NOT: Dolaşım ölümü donörü, kalp ve dolaşım sisteminin durması sonucu ölen ve organlarının bağışlanması için uygun görülen kişileri ifade eder. Bu tür bağışlar, organ nakli bekleyen hastalar için organ arzını artırmada önemli bir rol oynar. Dolaşım ölümü, kalp durması sonrası belirli bir süre boyunca tekrar hayata döndürülemezlerse gerçekleşir. Bunun yanı sıra, organ nakli söz konusu olduğunda, en yaygın olarak beyin ölümü gerçekleşmiş donörlerden organlar alınmaktadır. Beyin ölümü, beynin tüm işlevlerinin geri dönülmez şekilde durması durumudur ve bu kişiler solunum cihazına bağlı olarak organlarının canlılığını koruyabilirler. Her iki tür donör de organ nakli için hayati öneme sahiptir ve organ arzını artırmada önemli katkılar sağlar.
Özetle – Karaciğer Nakli için Uygun Görülen Hastaların Başlıca Özellikleri
Kolorektal kanser (KRK) metastazları için karaciğer nakli yapmayı düşünen araştırmacılar ve doktorlar, belirli özelliklere sahip hastaları seçmiştir. İşte karaciğer nakli için uygun görülen hastaların başlıca özellikleri:
-
Karaciğerle Sınırlı Metastazlar:
- Metastazların sadece karaciğerde olması ve diğer organlara yayılmamış olması.
-
Cerrahi Rezeksiyonun Mümkün Olmaması:
- Metastazların, cerrahi rezeksiyon ile tamamen çıkarılamayacak şekilde konumlanmış veya çok sayıda olması (unresectable metastases).
-
Düşük Oslo ve Fong Klinik Risk Skorları:
- Oslo Skoru: Düşük Oslo skoruna sahip hastalar (0 veya 1), uzun dönem sağkalım açısından daha iyi sonuçlar göstermektedir.

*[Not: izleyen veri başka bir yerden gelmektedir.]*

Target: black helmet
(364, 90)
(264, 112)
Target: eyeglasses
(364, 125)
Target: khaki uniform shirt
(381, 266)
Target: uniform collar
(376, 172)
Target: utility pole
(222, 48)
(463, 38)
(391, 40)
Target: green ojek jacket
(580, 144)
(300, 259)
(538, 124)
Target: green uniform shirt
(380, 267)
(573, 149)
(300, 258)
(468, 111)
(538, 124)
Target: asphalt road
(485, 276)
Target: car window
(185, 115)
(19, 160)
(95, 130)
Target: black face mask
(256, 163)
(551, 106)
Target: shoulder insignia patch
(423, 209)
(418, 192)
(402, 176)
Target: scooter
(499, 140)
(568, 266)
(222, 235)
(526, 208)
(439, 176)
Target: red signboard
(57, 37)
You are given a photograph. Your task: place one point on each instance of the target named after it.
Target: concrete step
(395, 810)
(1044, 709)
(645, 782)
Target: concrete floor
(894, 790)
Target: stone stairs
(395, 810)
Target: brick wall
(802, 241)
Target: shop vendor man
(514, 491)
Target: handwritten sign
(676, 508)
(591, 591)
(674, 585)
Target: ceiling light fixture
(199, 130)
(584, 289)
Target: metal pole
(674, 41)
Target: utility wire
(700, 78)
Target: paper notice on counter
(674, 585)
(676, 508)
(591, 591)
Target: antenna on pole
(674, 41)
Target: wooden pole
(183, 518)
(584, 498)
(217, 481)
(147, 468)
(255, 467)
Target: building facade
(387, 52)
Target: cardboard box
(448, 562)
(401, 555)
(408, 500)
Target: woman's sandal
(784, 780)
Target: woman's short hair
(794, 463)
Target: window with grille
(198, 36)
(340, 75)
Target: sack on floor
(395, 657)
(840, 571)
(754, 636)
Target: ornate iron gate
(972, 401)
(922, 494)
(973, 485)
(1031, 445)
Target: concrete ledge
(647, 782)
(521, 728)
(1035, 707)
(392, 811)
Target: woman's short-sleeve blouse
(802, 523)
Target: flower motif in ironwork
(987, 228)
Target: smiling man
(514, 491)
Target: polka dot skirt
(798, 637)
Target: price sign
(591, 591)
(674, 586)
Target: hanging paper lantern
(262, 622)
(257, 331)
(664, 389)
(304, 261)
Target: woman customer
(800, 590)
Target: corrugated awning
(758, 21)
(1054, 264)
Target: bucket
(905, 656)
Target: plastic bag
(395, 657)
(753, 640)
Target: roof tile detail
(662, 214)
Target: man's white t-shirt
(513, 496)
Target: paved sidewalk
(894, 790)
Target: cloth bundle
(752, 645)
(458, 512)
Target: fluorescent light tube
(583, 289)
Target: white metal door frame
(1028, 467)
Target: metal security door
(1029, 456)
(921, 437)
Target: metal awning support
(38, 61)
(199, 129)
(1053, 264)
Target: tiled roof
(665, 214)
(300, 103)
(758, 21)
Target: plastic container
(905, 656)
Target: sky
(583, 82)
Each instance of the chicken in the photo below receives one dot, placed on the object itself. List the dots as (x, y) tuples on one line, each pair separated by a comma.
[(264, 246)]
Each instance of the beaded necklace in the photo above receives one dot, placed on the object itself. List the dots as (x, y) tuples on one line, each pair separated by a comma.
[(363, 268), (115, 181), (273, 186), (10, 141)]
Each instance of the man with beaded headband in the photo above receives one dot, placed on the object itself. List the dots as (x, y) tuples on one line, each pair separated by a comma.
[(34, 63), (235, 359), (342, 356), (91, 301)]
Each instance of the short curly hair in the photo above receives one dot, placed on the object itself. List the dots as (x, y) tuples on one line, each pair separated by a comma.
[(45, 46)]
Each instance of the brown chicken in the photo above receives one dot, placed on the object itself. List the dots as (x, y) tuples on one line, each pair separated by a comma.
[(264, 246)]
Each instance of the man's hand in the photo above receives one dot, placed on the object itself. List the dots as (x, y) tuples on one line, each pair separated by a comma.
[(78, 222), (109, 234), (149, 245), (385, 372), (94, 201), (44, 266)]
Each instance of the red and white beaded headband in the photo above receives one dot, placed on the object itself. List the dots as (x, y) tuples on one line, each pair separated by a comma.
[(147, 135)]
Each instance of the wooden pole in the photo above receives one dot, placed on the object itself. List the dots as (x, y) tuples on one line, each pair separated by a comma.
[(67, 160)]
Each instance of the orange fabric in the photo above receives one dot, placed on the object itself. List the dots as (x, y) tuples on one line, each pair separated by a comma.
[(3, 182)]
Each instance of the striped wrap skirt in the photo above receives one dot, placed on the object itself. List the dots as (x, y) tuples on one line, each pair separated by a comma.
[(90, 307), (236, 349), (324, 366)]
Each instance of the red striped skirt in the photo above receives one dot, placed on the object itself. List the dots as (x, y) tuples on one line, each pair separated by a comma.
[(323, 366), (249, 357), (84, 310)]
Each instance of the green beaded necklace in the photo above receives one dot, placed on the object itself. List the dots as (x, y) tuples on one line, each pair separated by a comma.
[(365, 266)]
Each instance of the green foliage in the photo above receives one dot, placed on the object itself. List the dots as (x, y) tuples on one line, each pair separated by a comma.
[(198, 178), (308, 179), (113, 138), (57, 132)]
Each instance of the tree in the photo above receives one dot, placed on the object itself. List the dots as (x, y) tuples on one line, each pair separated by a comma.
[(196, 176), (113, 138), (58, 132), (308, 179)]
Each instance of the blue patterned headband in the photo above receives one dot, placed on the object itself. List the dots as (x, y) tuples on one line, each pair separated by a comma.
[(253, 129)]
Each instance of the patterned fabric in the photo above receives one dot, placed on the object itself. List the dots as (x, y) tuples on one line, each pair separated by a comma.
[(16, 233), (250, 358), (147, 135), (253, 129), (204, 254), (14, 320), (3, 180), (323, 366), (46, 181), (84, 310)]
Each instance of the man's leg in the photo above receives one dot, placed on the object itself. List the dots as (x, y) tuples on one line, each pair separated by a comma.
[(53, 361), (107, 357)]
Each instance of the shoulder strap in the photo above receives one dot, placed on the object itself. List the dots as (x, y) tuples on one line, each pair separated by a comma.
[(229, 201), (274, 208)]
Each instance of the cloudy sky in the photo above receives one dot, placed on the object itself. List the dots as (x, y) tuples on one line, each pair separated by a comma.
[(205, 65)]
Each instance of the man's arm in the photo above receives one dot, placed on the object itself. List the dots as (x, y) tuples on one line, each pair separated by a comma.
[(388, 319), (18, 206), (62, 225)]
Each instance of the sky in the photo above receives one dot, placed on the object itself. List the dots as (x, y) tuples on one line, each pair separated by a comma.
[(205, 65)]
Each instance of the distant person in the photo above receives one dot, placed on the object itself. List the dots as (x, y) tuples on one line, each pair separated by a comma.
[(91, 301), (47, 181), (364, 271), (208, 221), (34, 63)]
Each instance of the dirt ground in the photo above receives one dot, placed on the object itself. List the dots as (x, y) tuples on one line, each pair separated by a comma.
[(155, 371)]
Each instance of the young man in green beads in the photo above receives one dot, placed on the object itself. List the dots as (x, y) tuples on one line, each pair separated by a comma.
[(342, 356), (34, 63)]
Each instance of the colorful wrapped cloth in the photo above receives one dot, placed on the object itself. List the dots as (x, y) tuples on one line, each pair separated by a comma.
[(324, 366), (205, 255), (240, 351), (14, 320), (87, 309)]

- Fong Klinik Risk Skoru (FCRS): Düşük FCRS puanına sahip hastalar (özellikle 1 veya 2), daha yüksek sağkalım oranlarına sahiptir.
-
Düşük Metabolik Tümör Hacmi (PET-MTV):
- PET taramalarında metabolik tümör hacmi (MTV) 70 cm³'ün altında olan hastalar, daha yüksek sağkalım oranlarına sahiptir.
-
Kemoterapiye Yanıt Veren Hastalar:
- Neoadjuvan kemoterapiye iyi yanıt veren ve hastalığı ilerlemeyen hastalar.
-
Küçük Tümör Boyutu:
- Tümör boyutunun 5,5 cm'den küçük olması.
-
Karaciğerde Sınırlı Tümör Yükü:
- Karaciğerde daha az sayıda (9 veya daha az) lezyon olması.
-
Hızlı Nüks Etmeyen Hastalar:
- Nakil sonrası hızlı nüks etmeyen ve daha uzun nükssüz dönem yaşayan hastalar.
-
Genç ve Genel Sağlık Durumu İyi Olan Hastalar:
- Genç ve diğer sağlık sorunları olmayan hastalar, nakil için daha uygun olabilir.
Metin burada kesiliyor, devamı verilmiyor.